Drei Tage später stand es im Stern zu lesen:

Ich bin eine italienische Wildkatze und heiße Socki. Für Berlusconi, mein früheres Herrchen, musste ich einst scharfe Mäuse anschleppen und dann auch noch selber Bunga Bunga tanzen. Bäh! Ich riss also aus, streunte von Mailand runter in die Toskana. Dort adoptierte mich Martina, mein neues Frauchen. Ich begleitete sie nach München, wo ich seit sechs Jahren lebe. Mein neues Herrchen hat auch schon über Berlusconi geschrieben. Er ist Journalist. Und weil er wollte, dass ich seine Geschichten verstehe, besonders die ungedruckten, brachte er mir lesen bei. Manche Storys zerriss ich, weil sie mich interessierten wie feuchter Mäusedreck. Doch eines Tages kam er nach Hause mit der Wahnsinnsstory eines Hamburger Magazins.

Auf dem Titel streckte mir eine Katze die Zunge raus. Ätsch. Echt geil. Ich verspürte sofort Lust. Es war wohl ein Kater. »Geliebtes Biest«, stand darunter, und mein Herrchen schlug die Seite 110 auf, denn er hatte mir zwar Lesen, aber nicht Blättern beigebracht. Hach, war das lustig! Ich las von meiner Kollegin Penny, die rasend, wenn alle weg sind, »vergnüglich per Bewegungsmelder die Alarmanlage auslöst«.

So what, dachte ich und erinnerte Frauchen und Herrchen daran, wie ich kürzlich dem frechen Nachbarkater, Herrn Schmidt, die Zündholzschachtel abgejagt hatte, als er gerade unser schönes Bauernhaus abfackeln wollte. Dann las ich von Frau Müller, die ihrem Frauchen Julia in die Schuhe pinkelt, »und zwar in alle«, wenn sie das Haus verlässt. Das frustrierte mich. Warum schreibt denn, verdammt noch mal, keiner darüber, dass ich meine Menschen bescheiße, wenn sie mir statt frischer Kalbsleber fetten Tofu unterjubeln wollen.

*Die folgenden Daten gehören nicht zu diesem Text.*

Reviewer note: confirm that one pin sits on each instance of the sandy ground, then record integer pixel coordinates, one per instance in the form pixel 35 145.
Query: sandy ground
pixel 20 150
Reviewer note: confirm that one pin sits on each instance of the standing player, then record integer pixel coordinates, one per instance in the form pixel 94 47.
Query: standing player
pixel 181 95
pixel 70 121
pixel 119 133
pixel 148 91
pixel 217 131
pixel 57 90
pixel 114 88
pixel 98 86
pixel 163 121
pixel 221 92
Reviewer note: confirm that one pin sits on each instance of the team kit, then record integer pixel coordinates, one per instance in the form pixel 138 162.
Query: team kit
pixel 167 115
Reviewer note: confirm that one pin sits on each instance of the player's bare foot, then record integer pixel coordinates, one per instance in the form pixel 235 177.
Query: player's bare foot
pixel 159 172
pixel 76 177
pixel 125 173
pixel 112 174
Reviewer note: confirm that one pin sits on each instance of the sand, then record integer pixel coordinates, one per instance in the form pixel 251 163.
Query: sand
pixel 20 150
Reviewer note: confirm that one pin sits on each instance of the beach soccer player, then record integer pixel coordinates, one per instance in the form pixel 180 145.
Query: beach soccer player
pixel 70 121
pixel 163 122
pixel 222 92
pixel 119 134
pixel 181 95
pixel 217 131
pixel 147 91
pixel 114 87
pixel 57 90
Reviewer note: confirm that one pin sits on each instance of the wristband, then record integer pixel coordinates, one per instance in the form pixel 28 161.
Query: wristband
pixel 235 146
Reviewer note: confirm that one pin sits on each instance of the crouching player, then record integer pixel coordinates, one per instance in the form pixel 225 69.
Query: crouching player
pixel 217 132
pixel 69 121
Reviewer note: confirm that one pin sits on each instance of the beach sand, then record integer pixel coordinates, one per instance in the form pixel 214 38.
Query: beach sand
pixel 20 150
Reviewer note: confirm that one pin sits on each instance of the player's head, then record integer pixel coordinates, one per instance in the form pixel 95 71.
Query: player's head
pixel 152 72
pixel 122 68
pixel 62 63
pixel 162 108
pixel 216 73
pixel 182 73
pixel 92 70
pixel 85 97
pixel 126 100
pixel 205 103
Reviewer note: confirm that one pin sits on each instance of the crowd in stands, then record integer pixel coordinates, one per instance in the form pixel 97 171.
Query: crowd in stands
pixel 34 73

Auch meine Kollegin, die eine schützende Plastikfolie zerkratzt, um auf Frauchens Matratze zu pinkeln, kann noch von mir lernen. Zum Beispiel, dass man sein Geschäft erst dann verrichtet, wenn Frauchen und Herrchen im Bett liegen. Affenkatzengeil allerdings fand ich die Geschichte über Menschen, die unsere Gewohnheiten so lieben, »dass sie seit 20 Jahren jeden Donnerstag den Stern lesen, nur um uns nicht zu verwirren«. Hey, das entlockte mir aber ein fröhliches Miau-miau-miau, fast hätte ich sogar vor Freude gepupst, weil mein Herrchen mir donnerstags auch immer nur die BUNTE gibt, um mich nicht zu verwirren. Nein, das habe ich mir jetzt nur so ausgedacht. Aber alles andere stimmt.

Socki Sahner, Lanzing

Seit ihrem Leserbrief meint Socki jedenfalls, sie sei ein aufsteigender Stern am Journalistenhimmel. Einmal den Namen gedruckt sehen und schon Starallüren. Sie hat sich sogar Premium-Businesskarten anfertigen lassen: Socki Sahner – Freelancer: spezialisiert auf knifflige Fälle.

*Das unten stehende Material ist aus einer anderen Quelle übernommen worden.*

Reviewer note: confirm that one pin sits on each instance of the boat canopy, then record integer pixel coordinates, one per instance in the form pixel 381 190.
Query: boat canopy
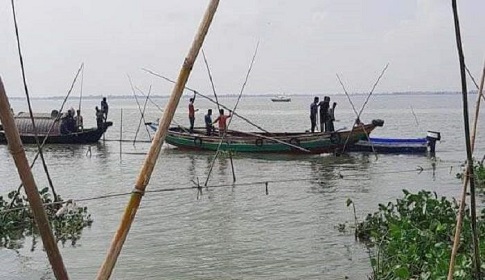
pixel 43 123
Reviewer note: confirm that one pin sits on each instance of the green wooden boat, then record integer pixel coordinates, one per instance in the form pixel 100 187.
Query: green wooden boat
pixel 260 142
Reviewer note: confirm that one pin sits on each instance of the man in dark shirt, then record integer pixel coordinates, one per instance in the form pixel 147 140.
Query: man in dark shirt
pixel 208 123
pixel 313 113
pixel 324 106
pixel 104 108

Was sollte ich tun? Ihr Anliegen, meine Biografie zu schreiben, ignorieren? Ihr Talent verkümmern lassen? Oder sie ranlassen an den Text und es mir mit den Katzenhassern verderben?

»Du hast eh keine Wahl«, sagte sie charmant, wenn auch bestimmt, und spreizte die Pfoten, sodass ihre kleinen, scharfen Krallen sichtbar wurden. Doch es war nicht die subtile Androhung von Gewalt, die mich kapitulieren ließ, sondern der fuchsige Blick, gepaart mit der samtenen Stimme. Von wem sie sich das wohl abgeguckt hat …

2

Was bin ich? Eine Qualitätskatze!

Sockis Tagebuch

Freitag

Endlich komme nun ich, Socki, zu Wort. Es war letztlich ein Leichtes, Paul von der sogenannten Duplizität der Ereignisse zu überzeugen. Wie in seinem Fall war es auch bei mir ein Leserbrief, der meine Karriere vorantreiben sollte.

Da Paul mal wieder irgendwo im Reich der Prominenten unterwegs ist und das Schreiben seiner Biografie ruhen lässt, habe ich kurzerhand beschlossen zu übernehmen. Dann mal los!

Samstag

Ab heute schreibe ich jeden Tag. Zuerst über mich, schließlich gilt es, den Leser mit interessanten Details bei der Stange zu halten: Geboren bin ich im Zeichen des Vollmonds in San Gimignano. Von dieser toskanischen Stadt der Türme, man nennt es auch Manhattan des Mittelalters, hat mich das Schicksal nach Bayern verschlagen. Hier habe ich zwei Wohnsitze: eine lustige Schwabinger Studentenbude und im Chiemgau ein Bauernhaus unter Denkmalschutz. Mal bin ich eine großstädtische Luxusmieze, dann ein naturverbundener Freizeitjäger. Das Leben ist schön.

Sonntag

Kalbsleber ist meine Leibspeise. Sie enthält eine hohe Konzentration an Vitamin C und E, aber auch die wichtigen Vitamine B3 und B12 sind in diesem Organ vertreten. Der Mix macht schlau, was sich in meiner großartigen Idee niederschlägt, die Memoiren meines Herrchens gemeinsam mit ihm zu verfassen.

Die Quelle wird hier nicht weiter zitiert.